Johnny Bench was drafted by the Cincinnati Reds in the second round of the 1965 Amateur draft. He was valedictorian of his class at Binger High School in Oklahoma.
Johnny's father told him that the fastest way to the big leagues was to be a catcher.
Johnny Bench was called up to the Reds on August 28, 1967. He hit only .163 the rest of the season, but the Reds were impressed with his catching ability.
There's a good story about Johnny from a 1968 spring training game. He was catching and Jim Maloney was pitching. Bench called for a curve ball and Maloney shook him off. He wanted to throw the fast ball. Now, Maloney's fast ball was not what it once was so Bench continued to call for the curve and Maloney continued to shake it off. So Johnny went out to the mound and told Maloney that his fast ball was not "popping". Maloney cursed at Bench. So, back behind the plate, Bench called for the fast ball. As the batter took the pitch, Bench dropped his catcher's mitt and caught the ball bare handed!

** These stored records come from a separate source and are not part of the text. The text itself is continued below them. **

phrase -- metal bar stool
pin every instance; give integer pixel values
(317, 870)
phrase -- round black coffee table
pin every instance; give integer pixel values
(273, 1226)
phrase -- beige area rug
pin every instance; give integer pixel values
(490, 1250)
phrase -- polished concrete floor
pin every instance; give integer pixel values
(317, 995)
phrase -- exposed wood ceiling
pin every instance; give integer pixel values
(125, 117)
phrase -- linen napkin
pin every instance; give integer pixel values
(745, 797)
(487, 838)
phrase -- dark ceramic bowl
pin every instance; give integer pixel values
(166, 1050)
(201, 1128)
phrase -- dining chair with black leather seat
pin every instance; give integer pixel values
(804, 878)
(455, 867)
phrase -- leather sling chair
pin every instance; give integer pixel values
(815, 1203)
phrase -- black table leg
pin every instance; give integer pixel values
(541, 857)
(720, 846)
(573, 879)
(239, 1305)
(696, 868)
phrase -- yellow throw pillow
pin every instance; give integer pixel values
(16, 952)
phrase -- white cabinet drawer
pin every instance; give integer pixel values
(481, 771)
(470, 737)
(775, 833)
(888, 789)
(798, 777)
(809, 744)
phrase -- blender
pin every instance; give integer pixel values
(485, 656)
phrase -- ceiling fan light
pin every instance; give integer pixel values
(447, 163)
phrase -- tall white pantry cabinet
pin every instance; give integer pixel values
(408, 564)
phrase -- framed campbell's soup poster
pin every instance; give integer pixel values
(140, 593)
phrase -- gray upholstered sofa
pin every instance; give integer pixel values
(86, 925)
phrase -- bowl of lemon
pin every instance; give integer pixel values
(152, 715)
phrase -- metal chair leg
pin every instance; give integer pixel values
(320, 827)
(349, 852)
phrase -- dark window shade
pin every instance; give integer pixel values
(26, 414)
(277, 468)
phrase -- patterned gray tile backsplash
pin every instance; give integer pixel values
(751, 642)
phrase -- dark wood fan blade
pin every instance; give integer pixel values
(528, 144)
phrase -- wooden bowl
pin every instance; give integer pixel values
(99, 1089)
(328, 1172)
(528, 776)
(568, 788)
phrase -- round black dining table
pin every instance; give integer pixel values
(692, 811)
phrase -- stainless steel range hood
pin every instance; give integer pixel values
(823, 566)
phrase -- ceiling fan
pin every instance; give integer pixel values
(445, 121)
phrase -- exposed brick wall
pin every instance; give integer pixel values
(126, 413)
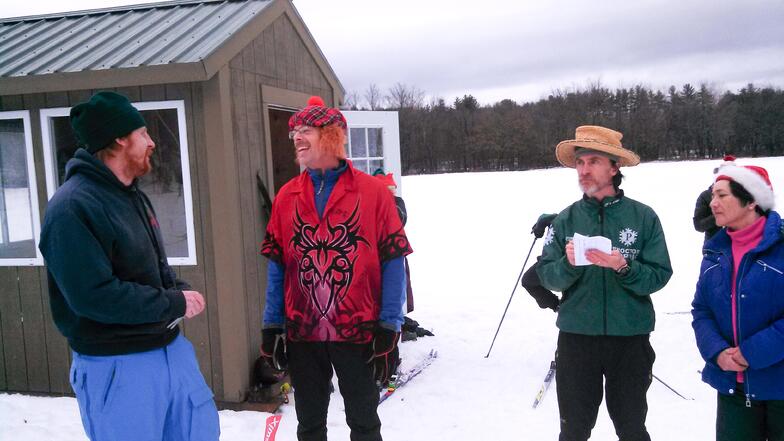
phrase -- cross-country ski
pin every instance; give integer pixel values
(404, 377)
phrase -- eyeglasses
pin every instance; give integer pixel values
(304, 131)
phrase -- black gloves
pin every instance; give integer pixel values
(541, 224)
(273, 347)
(384, 355)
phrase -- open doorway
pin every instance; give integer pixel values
(284, 165)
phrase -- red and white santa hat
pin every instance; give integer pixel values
(754, 179)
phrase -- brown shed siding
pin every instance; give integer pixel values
(279, 58)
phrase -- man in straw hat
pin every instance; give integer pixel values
(606, 315)
(336, 279)
(113, 294)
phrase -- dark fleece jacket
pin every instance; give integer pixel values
(111, 289)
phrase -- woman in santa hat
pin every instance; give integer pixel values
(738, 308)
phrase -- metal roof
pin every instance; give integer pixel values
(155, 34)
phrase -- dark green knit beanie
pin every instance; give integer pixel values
(107, 116)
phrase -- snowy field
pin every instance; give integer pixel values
(471, 233)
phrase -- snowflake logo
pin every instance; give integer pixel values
(627, 236)
(549, 236)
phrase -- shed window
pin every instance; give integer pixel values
(19, 217)
(366, 148)
(168, 184)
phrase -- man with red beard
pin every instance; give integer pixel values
(112, 293)
(605, 316)
(336, 279)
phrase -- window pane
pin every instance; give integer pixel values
(16, 214)
(358, 144)
(64, 143)
(375, 164)
(361, 165)
(375, 143)
(163, 184)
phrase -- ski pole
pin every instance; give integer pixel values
(517, 282)
(668, 387)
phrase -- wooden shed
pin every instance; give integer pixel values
(216, 81)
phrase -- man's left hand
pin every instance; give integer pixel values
(614, 261)
(738, 357)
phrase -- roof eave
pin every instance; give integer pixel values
(105, 78)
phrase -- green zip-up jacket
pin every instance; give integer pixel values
(596, 300)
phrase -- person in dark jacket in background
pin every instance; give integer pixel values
(530, 280)
(738, 307)
(410, 330)
(113, 294)
(703, 219)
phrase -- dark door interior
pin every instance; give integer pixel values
(284, 165)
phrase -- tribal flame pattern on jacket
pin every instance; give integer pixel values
(332, 265)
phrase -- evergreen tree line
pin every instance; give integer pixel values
(679, 124)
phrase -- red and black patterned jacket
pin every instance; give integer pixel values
(332, 285)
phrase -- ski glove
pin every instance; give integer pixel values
(273, 347)
(541, 224)
(384, 356)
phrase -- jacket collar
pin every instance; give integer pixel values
(302, 186)
(606, 202)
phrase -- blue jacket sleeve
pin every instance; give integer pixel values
(393, 293)
(274, 307)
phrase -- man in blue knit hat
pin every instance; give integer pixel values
(112, 293)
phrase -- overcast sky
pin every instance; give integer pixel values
(524, 49)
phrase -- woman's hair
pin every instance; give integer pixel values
(745, 197)
(333, 140)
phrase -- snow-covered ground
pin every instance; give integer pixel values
(471, 233)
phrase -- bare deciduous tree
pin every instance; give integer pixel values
(373, 96)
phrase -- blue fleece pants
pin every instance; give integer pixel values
(148, 396)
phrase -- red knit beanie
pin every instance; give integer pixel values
(752, 178)
(317, 114)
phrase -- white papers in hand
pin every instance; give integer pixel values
(585, 243)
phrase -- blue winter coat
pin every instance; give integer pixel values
(760, 294)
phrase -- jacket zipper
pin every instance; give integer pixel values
(765, 267)
(604, 273)
(709, 268)
(737, 313)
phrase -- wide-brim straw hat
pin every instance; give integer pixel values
(595, 138)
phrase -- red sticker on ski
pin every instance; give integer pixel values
(272, 427)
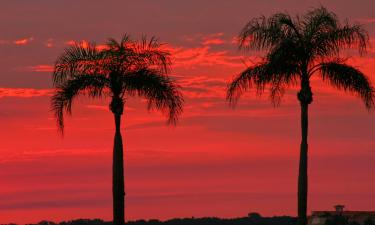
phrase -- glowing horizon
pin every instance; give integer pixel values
(216, 162)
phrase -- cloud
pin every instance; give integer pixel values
(41, 68)
(366, 20)
(203, 56)
(214, 41)
(24, 92)
(49, 43)
(23, 41)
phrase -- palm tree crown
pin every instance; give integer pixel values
(298, 48)
(120, 69)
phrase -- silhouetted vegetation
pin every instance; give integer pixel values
(298, 48)
(251, 220)
(120, 70)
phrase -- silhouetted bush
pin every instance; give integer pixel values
(252, 219)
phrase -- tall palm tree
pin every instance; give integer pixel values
(297, 49)
(119, 70)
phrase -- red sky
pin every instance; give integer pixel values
(216, 162)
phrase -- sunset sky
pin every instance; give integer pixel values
(216, 162)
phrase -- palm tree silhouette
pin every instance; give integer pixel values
(298, 48)
(119, 70)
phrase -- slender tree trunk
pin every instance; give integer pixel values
(302, 177)
(305, 98)
(118, 190)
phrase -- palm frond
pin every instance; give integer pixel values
(159, 90)
(150, 53)
(262, 33)
(277, 77)
(62, 100)
(75, 60)
(318, 21)
(347, 78)
(330, 42)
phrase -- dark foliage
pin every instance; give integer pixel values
(251, 220)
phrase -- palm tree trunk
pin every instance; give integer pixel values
(118, 191)
(302, 177)
(305, 98)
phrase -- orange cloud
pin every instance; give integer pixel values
(23, 41)
(213, 41)
(41, 68)
(49, 43)
(85, 44)
(24, 92)
(366, 20)
(203, 56)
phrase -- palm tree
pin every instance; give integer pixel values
(119, 70)
(297, 49)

I remember growing up watching Johnny Bench. He was totally different from other catchers and he was one of my heroes.
Other major league catchers caught the ball with two hands. Bench always kept his right hand behind his back to protect his throwing hand and caught the pitch with one hand. Soon all catchers adopted this style.
He also had a new type of catcher's mitt manufactured. Mitts of that day were round and had lots of padding. Bench had a "hinge" put in the heel of his mitt, much like a first baseman's glove, so that he could catch one handed and "swipe tag" runners at the plate. (Randy Hundley of the Cubs originally used this type of glove). Johnny revolutionized the catching position.
By the end of the 1968 season, there was little doubt as to who the National League Rookie Of The Year was. Johnny Bench won it with a .275 batting average, 15 home runs and 82 runs batted in. This was the first time a catcher won the award. He also won the Gold Glove, also the first time for a rookie catcher.
In 1970, Johnny became the youngest player ever to win a National League Most Valuable Player Award. He hit .293 with 45 homers and drove in 148 runs. The Reds won the National League West and swept the Pittsburgh Pirates in the playoffs. But they were defeated by the Baltimore Orioles in the World Series.
Johnny Bench was the National League's MVP again in 1972. He led the league with 40 home runs and 125 Runs batted in. Again the Reds beat the Pirates. In the ninth inning of the final playoff game, Bench hit a Dave Giusti change up into the right field seats to tie the game. The Reds won in the tenth on a Bob Moose wild pitch. But this time, the Reds lost a seven game World Series to the Oakland A's.
In 1974, Johnny Bench led the league with 129 runs batted in and 108 runs scored. This was only the fourth time that a catcher drove in over 100 runs and scored more than 100 runs.
Bench hit 28 homers and drove in 110 in 1975 as the Reds won the National League Western Division again. They swept the Pirates and went on to the 1975 World Series against the Boston Red Sox. Some baseball people think this was the greatest World Series ever. After an extra inning game six thriller, won by Carlton Fisk's famous home run, the Reds came back to win game seven.
Bench only hit 16 home runs and drove in only 74 runs in 1976. But against the Yankees in the World Series he hit .533 with two home runs as the Reds again won the series and Johnny was named the MVP.
In the later years of his career, Bench developed bad knees. During his last three seasons he only caught 13 games for the Reds. On September 17, 1983, the Reds had Johnny Bench Night at Riverfront Stadium. That night Johnny Bench hit his last home run. It was number 389.
Johnny Bench batted .267 with 2,048 hits, 389 home runs and 1,376 runs batted in during his 17 seasons with the Reds. He was a 14 time all star. His award include the 1968 Rookie Of The Year, the 1970 Major League Player Of The Year, the 1970 and 1972 National League Most Valuable Player, the 1975 Lou Gehrig Award, the 1976 Babe Ruth Award, the 1976 World Series MVP and the 1981 Hutch Award.
Bench was also a ten time Gold Glove winner. He led the National League in home runs twice and in RBIs three times.
Johnny Bench was elected to Baseball's Hall Of Fame in 1989.